Here’s how to create tape highways:
Instead of purchasing roadway patterned tape, you can make it at home with low-adhesive tape on a large flat surface like a floor or table. Alternatively, black felt with white tape can mimic roads. Draw lines on the tape to create traffic signals, roundabouts, flyovers, and even driveways, anything that enhances the feel of a bustling city. Disperse small toy vehicles (cars, trains, planes, trucks) and other elements found on roads like tunnels, bridges, and signs throughout this miniature city. Building blocks can add another dimension to the landscape. You can let your toddler help in setting up or surprise them with a ready-made setup. If you have spare cardboard, it can be used to add another layer to the city by making ramps that go from the floor to a chair or table.
- Color dash
This engaging activity combines physical activity and learning, a technique known as kinaesthetic learning. Adding colors makes it an enjoyable matching game.
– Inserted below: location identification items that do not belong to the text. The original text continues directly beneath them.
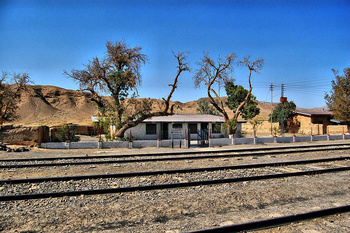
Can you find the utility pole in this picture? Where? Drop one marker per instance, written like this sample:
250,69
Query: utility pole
282,110
271,89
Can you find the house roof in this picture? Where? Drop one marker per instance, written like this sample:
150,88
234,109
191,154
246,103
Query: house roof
188,118
314,113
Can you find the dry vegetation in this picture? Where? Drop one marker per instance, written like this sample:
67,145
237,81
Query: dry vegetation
49,105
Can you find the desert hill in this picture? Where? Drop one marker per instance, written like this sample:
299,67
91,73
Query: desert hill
50,105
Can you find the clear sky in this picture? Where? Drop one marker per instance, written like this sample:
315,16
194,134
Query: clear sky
301,41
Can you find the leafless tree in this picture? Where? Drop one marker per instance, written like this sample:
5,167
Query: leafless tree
118,74
211,72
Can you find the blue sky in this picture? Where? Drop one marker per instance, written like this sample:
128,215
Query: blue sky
301,41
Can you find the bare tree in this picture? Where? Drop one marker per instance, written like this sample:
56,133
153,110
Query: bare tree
211,72
118,74
11,89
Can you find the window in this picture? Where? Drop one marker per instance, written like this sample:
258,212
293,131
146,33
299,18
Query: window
177,126
192,128
216,128
151,129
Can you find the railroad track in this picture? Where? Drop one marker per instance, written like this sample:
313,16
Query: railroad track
193,155
266,175
273,222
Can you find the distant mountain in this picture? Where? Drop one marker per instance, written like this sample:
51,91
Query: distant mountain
50,105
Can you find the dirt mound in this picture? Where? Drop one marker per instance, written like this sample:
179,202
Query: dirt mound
50,105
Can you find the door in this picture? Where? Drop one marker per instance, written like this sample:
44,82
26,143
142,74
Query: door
165,131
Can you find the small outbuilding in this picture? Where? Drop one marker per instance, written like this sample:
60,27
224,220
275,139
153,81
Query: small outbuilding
316,122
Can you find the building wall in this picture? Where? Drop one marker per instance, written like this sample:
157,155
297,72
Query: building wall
337,129
316,125
139,132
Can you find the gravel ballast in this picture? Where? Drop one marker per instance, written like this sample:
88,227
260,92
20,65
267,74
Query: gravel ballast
178,210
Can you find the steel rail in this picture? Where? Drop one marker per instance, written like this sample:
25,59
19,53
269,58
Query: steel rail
167,186
160,172
236,150
210,156
279,221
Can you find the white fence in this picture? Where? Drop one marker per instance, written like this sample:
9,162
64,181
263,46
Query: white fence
184,143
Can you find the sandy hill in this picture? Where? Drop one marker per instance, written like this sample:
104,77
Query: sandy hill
49,105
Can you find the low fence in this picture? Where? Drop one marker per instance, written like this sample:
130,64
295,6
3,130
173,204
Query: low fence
183,143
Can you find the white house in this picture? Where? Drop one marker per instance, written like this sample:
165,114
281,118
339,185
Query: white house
179,126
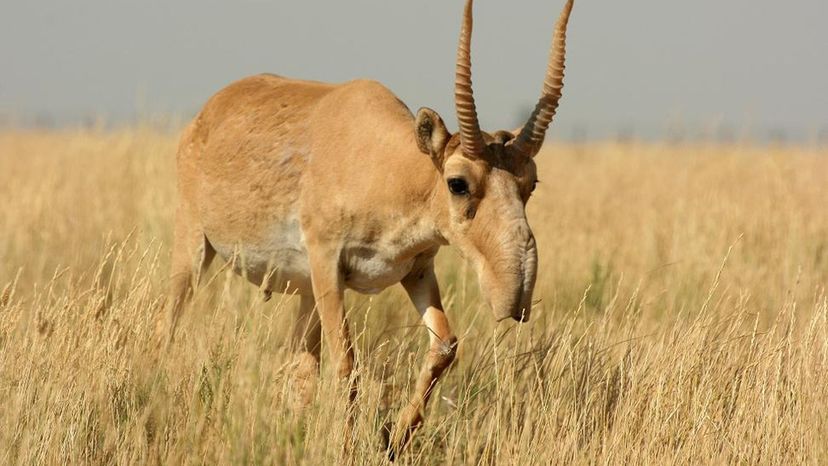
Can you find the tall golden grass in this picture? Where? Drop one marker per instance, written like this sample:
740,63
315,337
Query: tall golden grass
683,319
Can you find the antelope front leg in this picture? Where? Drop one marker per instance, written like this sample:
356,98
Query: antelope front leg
424,292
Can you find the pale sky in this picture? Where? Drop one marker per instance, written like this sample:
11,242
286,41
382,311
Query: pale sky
640,66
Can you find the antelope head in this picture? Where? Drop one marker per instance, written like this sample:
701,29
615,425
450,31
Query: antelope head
487,179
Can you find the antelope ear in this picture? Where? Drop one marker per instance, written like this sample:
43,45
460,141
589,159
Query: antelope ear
431,133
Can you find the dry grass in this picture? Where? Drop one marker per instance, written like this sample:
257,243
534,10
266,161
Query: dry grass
683,320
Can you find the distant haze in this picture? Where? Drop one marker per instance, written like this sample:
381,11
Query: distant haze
639,68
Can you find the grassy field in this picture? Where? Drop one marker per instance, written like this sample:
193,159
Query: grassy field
683,319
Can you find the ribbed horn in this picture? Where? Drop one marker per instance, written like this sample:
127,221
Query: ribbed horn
530,139
470,135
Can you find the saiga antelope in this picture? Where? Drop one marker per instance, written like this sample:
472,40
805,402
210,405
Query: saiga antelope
311,188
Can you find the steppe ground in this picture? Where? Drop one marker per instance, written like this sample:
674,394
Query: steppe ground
682,320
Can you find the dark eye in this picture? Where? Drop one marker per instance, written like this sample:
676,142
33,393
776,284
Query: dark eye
458,186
Here’s how to play “color dash”:
Choose three colored papers, for instance, orange, green, and blue, and tape them in different parts of the room using low-adhesive tape. Call out a color and ask your toddler to run and touch it with their hand; if they head towards a different color, point them in the right direction. To expend more energy, put the papers in different rooms or at opposite ends of a long corridor. Incorporate jumping, crawling, or tiptoe walking for variation. Start with simple directions and gradually make it more complex, like “first touch green, then blue”. You can add more colors and even invite your toddler to direct the game.
- DIY tunnels and indoor “croquet”
This game involves pushing or rolling toy cars, trains, planes, and other small vehicles through homemade tunnels. It can even turn into a toddler-friendly version of croquet.
Here’s how to set up indoor “croquet” with pop-up paper tunnels:
Collect some colored paper, low-adhesive tape, small balls, and tiny toy vehicles. Thicker papers like card stock or construction paper are ideal. Fold and tape each piece of paper to create an arch-like tunnel. Let your toddler assist in taping, it might require some patience and bilateral coordination. Create a chain of tunnels, arrange them in a circle or line them up side by side like a race start line. In this simplified version of croquet, rolling a ball through a tunnel is a success. It’s an exciting new challenge for a child who has learned to roll a ball. This activity requires controlled movement. If the tunnels keep getting knocked over, guide them to move slowly and carefully. Start with fewer tunnels and gradually add more as your toddler gains better control.
- Plate and balloons paddle ball
With just a few basic items, this game promotes gross motor precision and can be played indoors or outdoors.
Here’s how to set up DIY paddle ball:
Gather two paper plates, two popsicle sticks, sturdy tape, and a balloon. The paddles are created by taping a stick to each plate. Ping pong or other paddles can be used if available. Select an open space, since the balloon is unlikely to cause any damage. Try to keep the balloon in the air as long as possible. This activity requires your toddler to coordinate their arms and eyes to hit the balloon at the right moment. If your toddler is struggling to hit the balloon, try tossing it directly onto their paddle. Hands, arms, and feet can also be used instead of the paddle. To make it more like badminton, set up a “net” using a table, chair, or even a blanket or sheet strung across the room.